Pledge to invest outside the core: In the past (2006-7), Google management ascribed to a 70-20-10 investment strategy, with 70% of investment within the core, 20% in adjacent areas, and 10% entirely outside the core. It’s not clear if this is still the case.
It is worth noting that even in some of the areas where Google is perceived as an innovator, they are standing on the shoulders of others. Before Google built their current server infrastructure, companies like Inktomi build medium-scale farms for caching activities. In the late 90’s, before Inktomi, Alta Vista used mainframes to solve similar problems on a smaller scale, for a smaller Internet. We don’t know the next step in this random walk today, any more than we could have predicted today’s massively parallel designs back in the 90’s. That is the way innovation works.
Innie or Outie?
So, should your innovation initiatives be driven purely by the customers and customer observation, or by technology, pushing the envelope on what is possible? I think it is simplistic to consider either extreme a solution. Focusing on customers and their problem-spaces can be fruitful, but consider all the inventions that reached ubiquity without customer-driven research:
- Cell phones
- SMS
- Radio
- Television
- Telegraph
- Microcomputer
There is justification for both solution-focused and problem-focused orientations to feed the R&D pipeline. I think a portfolio of methods works best here: Employ a mix of methods, understanding that each may gestate some really great ideas.
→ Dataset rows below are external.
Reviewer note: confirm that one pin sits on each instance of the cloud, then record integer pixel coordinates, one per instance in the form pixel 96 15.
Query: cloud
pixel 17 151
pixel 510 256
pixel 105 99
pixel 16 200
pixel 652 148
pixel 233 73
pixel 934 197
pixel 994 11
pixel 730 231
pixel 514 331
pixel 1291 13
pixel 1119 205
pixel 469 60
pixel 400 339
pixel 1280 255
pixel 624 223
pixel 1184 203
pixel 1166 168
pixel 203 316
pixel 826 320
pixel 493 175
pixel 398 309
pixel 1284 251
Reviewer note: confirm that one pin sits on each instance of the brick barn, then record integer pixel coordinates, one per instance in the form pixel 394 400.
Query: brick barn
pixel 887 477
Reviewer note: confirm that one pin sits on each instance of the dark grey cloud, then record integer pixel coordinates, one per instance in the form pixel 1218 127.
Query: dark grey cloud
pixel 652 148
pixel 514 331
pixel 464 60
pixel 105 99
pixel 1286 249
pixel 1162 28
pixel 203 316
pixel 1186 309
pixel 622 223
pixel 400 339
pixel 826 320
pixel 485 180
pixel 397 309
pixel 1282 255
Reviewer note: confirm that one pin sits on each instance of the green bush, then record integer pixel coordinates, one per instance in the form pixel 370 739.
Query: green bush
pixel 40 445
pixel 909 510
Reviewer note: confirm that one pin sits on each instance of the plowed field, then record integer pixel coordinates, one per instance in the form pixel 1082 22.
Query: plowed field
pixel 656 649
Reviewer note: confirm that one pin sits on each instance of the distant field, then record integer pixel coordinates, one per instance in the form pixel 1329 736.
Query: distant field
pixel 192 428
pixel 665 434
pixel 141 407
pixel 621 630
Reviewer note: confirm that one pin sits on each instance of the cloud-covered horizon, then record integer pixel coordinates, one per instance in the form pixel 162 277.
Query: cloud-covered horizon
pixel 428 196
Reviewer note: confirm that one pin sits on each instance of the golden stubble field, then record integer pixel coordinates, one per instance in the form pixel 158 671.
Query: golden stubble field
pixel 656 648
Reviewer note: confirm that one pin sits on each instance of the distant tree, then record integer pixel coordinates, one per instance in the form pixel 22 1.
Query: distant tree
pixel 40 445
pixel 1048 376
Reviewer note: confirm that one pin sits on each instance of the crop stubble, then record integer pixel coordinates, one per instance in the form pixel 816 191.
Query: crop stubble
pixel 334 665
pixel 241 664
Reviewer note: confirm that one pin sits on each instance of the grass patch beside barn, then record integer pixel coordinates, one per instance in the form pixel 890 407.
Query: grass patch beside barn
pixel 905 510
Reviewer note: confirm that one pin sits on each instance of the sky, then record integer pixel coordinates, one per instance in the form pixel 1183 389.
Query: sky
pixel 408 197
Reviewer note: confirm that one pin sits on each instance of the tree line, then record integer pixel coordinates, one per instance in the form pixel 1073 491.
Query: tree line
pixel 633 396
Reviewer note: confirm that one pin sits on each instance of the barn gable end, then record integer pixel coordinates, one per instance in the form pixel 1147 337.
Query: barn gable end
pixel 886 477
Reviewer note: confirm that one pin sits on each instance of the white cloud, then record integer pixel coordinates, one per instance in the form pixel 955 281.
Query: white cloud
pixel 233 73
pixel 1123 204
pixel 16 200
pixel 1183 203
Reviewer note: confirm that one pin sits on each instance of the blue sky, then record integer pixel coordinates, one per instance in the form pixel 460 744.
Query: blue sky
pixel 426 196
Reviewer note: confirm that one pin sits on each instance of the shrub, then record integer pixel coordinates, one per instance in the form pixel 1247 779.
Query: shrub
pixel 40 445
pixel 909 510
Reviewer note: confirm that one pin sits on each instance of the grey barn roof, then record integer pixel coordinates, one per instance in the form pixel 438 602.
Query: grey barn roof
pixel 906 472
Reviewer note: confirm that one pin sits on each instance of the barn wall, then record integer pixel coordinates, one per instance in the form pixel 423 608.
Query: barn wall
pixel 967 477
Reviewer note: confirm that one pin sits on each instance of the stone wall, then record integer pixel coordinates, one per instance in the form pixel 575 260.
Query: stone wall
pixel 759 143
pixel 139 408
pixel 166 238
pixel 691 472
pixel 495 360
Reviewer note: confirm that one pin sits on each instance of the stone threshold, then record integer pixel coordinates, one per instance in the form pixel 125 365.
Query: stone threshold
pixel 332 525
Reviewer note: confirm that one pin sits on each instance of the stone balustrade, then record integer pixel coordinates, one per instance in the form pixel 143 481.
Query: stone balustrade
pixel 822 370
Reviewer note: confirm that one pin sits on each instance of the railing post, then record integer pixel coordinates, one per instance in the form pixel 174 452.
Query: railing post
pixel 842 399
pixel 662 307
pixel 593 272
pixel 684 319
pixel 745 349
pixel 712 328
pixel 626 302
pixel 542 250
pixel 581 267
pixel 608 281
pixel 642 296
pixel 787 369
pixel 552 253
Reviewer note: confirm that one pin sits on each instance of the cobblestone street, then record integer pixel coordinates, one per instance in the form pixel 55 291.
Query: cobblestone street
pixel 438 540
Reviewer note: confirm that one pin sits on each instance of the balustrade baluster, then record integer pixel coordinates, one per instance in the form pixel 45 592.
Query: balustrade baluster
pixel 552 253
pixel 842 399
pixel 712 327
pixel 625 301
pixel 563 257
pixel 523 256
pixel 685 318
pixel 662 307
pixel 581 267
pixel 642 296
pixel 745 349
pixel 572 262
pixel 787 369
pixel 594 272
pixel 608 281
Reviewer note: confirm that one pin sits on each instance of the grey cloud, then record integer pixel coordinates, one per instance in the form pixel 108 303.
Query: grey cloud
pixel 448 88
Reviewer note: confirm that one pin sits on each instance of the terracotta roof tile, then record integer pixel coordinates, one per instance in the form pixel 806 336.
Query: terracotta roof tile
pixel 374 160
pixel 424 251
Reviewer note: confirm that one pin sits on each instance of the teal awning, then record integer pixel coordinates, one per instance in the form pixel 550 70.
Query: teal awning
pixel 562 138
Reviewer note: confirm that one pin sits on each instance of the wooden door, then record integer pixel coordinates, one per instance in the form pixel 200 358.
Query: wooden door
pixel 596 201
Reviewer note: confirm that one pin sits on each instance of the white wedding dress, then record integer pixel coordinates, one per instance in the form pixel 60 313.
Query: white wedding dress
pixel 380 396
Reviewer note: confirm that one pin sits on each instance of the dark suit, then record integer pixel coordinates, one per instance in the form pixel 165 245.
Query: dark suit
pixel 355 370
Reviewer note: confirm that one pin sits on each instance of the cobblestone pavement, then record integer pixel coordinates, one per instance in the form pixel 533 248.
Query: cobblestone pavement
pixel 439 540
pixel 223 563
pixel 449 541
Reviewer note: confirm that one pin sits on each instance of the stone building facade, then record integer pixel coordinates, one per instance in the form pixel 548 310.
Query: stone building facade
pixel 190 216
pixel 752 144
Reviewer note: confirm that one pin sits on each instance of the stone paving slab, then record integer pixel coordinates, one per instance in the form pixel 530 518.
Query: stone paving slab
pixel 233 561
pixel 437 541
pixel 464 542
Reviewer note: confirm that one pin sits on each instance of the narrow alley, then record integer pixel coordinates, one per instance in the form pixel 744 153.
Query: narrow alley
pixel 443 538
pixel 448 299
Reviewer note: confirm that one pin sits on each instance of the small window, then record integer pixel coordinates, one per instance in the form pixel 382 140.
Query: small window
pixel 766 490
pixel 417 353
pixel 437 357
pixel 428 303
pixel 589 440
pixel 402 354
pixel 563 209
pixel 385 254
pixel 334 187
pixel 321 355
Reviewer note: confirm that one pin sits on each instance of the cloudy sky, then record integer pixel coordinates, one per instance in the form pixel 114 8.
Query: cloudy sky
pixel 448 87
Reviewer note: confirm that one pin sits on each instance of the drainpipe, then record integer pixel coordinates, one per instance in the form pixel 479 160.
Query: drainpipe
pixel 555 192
Laying the Groundwork for Growth
It is time to get back to the question posed at the beginning of the post: Are life sciences and technology firms failing to strive, funding fewer ideas than they should to stoke their innovation engines?
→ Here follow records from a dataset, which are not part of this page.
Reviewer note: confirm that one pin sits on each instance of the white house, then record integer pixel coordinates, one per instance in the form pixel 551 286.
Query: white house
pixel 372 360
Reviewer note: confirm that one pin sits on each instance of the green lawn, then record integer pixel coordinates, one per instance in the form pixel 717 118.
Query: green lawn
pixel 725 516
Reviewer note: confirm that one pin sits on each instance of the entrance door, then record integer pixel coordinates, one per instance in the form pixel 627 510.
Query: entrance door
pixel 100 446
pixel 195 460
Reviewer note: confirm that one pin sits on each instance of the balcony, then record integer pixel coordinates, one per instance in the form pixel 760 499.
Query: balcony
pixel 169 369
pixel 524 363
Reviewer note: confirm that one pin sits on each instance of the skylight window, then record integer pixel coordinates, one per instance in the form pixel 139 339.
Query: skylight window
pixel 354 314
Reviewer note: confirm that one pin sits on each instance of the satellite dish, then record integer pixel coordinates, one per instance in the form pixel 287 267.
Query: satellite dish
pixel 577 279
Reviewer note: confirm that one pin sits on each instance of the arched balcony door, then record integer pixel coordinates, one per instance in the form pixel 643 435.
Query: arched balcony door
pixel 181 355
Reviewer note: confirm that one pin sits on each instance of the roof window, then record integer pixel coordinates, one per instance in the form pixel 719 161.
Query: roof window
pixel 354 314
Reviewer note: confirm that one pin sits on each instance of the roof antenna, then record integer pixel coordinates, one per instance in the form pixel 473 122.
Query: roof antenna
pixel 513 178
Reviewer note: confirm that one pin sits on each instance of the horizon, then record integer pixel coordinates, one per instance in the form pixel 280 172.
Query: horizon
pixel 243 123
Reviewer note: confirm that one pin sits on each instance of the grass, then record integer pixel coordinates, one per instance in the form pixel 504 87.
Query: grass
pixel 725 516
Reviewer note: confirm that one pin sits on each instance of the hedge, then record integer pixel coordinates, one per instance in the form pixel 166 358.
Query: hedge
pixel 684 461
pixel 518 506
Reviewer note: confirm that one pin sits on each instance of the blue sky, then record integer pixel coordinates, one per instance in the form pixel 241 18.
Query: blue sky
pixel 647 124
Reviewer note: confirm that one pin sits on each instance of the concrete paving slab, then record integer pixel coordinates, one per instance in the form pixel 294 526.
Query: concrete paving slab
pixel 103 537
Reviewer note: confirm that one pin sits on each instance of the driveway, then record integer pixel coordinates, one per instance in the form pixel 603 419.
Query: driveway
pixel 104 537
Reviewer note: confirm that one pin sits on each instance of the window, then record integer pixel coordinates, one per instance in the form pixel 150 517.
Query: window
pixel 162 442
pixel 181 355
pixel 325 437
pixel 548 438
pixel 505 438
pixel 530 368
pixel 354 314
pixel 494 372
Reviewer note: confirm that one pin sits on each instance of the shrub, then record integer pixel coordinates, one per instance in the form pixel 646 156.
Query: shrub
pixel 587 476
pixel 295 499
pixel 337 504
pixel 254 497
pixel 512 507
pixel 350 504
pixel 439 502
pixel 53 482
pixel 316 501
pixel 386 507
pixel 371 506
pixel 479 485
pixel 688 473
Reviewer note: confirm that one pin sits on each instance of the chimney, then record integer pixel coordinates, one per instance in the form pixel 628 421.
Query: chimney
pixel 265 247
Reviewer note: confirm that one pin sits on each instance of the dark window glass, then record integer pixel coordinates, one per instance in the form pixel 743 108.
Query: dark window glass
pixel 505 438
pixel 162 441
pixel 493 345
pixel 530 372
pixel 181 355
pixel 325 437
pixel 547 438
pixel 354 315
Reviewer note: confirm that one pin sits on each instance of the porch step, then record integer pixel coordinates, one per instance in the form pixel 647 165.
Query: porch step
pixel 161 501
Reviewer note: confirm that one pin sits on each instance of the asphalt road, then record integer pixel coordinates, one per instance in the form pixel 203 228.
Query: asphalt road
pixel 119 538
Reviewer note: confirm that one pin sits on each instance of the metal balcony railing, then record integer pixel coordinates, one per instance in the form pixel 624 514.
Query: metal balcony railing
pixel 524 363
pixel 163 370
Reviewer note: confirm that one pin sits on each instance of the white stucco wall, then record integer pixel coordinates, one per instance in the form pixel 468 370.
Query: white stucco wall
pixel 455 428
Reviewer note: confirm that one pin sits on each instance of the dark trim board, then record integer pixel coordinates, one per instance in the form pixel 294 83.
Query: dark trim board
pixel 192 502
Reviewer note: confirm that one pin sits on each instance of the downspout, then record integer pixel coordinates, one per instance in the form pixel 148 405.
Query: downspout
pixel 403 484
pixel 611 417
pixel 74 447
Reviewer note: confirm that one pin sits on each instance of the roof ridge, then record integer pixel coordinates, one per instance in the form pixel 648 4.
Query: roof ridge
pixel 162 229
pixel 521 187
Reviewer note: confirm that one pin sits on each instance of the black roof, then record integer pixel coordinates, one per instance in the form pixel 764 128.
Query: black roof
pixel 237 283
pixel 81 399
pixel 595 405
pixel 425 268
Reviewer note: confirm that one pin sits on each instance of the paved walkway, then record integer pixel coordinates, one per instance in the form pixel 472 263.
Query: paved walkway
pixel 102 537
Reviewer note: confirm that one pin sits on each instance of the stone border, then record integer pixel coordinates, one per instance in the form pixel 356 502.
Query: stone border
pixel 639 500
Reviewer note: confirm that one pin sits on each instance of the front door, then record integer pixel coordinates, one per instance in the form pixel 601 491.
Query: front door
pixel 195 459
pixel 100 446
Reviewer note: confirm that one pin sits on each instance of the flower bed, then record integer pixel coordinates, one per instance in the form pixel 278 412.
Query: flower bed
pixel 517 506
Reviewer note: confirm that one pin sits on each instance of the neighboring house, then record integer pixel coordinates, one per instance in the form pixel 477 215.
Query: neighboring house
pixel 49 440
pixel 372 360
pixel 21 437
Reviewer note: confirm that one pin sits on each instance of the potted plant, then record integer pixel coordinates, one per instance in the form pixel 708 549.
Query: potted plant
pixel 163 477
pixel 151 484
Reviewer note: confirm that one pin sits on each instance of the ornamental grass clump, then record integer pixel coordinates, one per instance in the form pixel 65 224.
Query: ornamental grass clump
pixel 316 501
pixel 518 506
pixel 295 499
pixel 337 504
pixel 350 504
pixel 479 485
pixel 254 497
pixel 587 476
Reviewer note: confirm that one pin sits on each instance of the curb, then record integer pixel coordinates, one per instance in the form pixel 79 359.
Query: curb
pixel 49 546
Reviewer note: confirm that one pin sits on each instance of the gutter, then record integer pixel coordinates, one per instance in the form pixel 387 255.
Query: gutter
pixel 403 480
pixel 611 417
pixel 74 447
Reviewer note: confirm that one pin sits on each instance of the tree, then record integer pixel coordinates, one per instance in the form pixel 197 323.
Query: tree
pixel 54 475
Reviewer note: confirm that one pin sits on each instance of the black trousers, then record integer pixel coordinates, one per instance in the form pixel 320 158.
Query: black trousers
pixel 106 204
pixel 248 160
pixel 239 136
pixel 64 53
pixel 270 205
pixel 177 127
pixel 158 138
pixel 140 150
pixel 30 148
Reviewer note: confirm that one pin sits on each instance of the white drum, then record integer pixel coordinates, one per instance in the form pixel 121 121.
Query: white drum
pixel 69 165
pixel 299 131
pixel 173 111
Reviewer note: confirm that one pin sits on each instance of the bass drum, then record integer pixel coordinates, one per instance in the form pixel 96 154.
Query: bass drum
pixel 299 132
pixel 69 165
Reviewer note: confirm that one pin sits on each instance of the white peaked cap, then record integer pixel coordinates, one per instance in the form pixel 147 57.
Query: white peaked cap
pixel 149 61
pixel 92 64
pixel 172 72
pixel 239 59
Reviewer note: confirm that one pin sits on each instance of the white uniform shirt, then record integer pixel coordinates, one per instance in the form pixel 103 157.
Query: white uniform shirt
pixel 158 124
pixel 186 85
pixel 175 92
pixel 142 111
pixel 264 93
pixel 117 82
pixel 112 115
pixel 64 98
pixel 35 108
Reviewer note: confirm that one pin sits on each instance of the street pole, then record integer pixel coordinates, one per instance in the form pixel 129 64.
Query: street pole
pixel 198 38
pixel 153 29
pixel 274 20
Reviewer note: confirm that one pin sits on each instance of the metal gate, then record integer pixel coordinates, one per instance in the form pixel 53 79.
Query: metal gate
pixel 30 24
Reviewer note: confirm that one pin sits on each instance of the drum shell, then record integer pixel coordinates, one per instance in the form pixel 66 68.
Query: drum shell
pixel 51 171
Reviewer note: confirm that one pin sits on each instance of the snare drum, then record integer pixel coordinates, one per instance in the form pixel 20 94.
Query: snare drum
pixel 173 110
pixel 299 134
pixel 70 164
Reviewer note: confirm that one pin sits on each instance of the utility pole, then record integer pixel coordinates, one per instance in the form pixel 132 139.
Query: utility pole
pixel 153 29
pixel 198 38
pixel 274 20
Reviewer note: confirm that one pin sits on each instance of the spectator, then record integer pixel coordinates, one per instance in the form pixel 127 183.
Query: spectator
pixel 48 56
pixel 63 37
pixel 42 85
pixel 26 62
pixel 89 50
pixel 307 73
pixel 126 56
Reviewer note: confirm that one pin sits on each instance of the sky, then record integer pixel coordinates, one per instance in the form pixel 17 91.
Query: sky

I am sympathetic to the challenges of ramping up R&D spending quickly. Big things start with small things, and the key is to foster enough small things, and to foster some outside your core/comfort zone, so that you find some interesting ideas. I am not creative enough to explain how Google could go from a few billion in annual R&D spend to ten, much less 30 or 40 billion as Peter Thiel challenges. So, I can’t fault Google or Apple for keeping much of their cash in a rainy day fund.
Life sciences firms invest more in R&D as a percentage of revenues than any other industry, at least for now: R&D spending is declining for some of the largest firms, at the same time their pipelines are yielding to blockbuster drug patent expirations. It truly does suggest that we are out of traditional ideas for feeding the drug pipeline, at least until the next set of scientific and engineering breakthroughs, such as the prices of whole-genome sequencing falling to levels that allow a majority of the population to be sequenced.
I would love to see traditional life sciences firms focus additional attention in their customers’ problem space. Some of the most vexing problems in health care involve compliance with drug regimens (both simple and complex), mastering the growing sea of medical bills, insurance and reimbursement forms faced by aging boomers, and making lifestyle changes stick. It may be too far away from their current core products, but these are critical, health-related problems for their customer base. Perhaps including these non-traditional areas in pharmaceutical and biotech portfolio management processes is the next frontier.